Salah satu hal yang paling monumental dalam soal pelembagaan itu adalah bagaimana partai ini mampu menempatkan prosedur di atas figur. Berbeda dengan partai-partai lain yang mengalami sindrom “one man show” atau dalam istilah teoritisnya mengalami “personalized party” (partai yang dipersonalisasikan oleh pimpinan dan atau elite) PKS hingga sejauh ini mampu dengan baik menghindarinya. Terdapat beberapa momen dalam PKS yang memperlihatkan bagaimana tokoh-tokoh besar dan berpengaruh sekalipun dalam partai ini harus berkompromi dengan berbagai pihak. Mereka menyadari bahwa situasi internal partai demikian khas sehingga titah atau fatwa individu saja tidak berarti banyak dalam memutuskan kebijakan partai, termasuk dalam menjalankan kehidupan partai sehari-hari.
Bahkan terdapat beberapa momen ketika kehendak pimpinan partai tidak sejalan dengan kehendak mayoritas anggota partai, dan kemudian dapat dikalahkan oleh kehendak mayoritas itu. Fenomena ini misalnya terlihat dalam pilihan akan mengusung Amien Rais atau Wiranto pada Pilpres 2004. Dimana akhirnya pilihan dijatuhkan kepada Amien Rais yang tidak didukung oleh pimpinan termasuk sekjen PKS. Muncul kemudian pernyataan yang menyejarah dari KH Hilmi Aminuddin bahwa keputusan siapa yang menjadi pilihan calon presiden dari PKS adalah domain Majelis Syuro dan bukan Ketua Majelis Syuro.
Kenyataannya bukan hal yang aneh jika pimpinan bahkan di level Majelis Syuro menghadapi nuana musyawarah yang demikian tajam untuk memutuskan suatu perkara. Bahkan seorang incumbent bisa saja dikalahkan dan atau nyaris kalah dengan suara tipis aja dalam pemilihan ketua pada periode berikutnya. Tradisi yang demikian positif itu membekas dan dihargai tinggi dalam tidak saja bagi para pelakunya, yakni kader-kader PKS. Namun juga bagi sebagian masyarakat terdidik, rakyat kebanyakan yang kritis, maupun para akademisi dan pengamat politik yang mendalami soal-soal kepartaian di Indonesia.

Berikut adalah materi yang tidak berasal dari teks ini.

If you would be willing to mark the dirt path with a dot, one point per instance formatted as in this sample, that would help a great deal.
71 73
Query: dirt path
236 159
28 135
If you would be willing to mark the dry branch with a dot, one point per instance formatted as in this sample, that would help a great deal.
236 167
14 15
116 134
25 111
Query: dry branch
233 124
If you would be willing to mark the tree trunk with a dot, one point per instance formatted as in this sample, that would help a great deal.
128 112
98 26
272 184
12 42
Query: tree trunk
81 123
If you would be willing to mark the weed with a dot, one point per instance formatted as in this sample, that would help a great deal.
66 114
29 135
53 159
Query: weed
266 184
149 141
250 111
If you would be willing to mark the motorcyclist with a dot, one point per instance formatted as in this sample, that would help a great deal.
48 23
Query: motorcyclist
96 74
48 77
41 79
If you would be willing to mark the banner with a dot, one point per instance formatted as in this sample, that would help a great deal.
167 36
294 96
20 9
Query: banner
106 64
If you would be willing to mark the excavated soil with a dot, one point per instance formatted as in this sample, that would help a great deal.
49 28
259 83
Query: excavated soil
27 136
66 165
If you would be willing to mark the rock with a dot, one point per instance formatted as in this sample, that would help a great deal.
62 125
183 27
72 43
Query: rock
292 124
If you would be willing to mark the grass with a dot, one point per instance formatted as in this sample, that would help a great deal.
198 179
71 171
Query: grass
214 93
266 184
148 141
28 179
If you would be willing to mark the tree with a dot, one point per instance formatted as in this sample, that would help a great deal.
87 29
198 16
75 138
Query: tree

Tendensi Kekinian: Menuju Partai Biasa?
Namun demikian, tentu tidak ada gading yang tidak retak. Dalam persoalan pelembagaan (institusionalisasi) partai politik, yang secara singkat dapat adalah kemampuan partai secara konsisten dalam melaksanakan aturan/prosedur dan nilai-nilai (values) tradisi yang dianut, terdapat juga fenomena yang disebut “Deinstitusionalisasi Partai”. Kebalikan dari institusionalisasi partai, fenomena ini merupakan kemunduran kemampuan bersikap konsisten atas hal tersebut di atas. Fenomena ini terjadi, misalnya, pada Partai Kongres di India saat dipimpin oleh Indira Gandhi.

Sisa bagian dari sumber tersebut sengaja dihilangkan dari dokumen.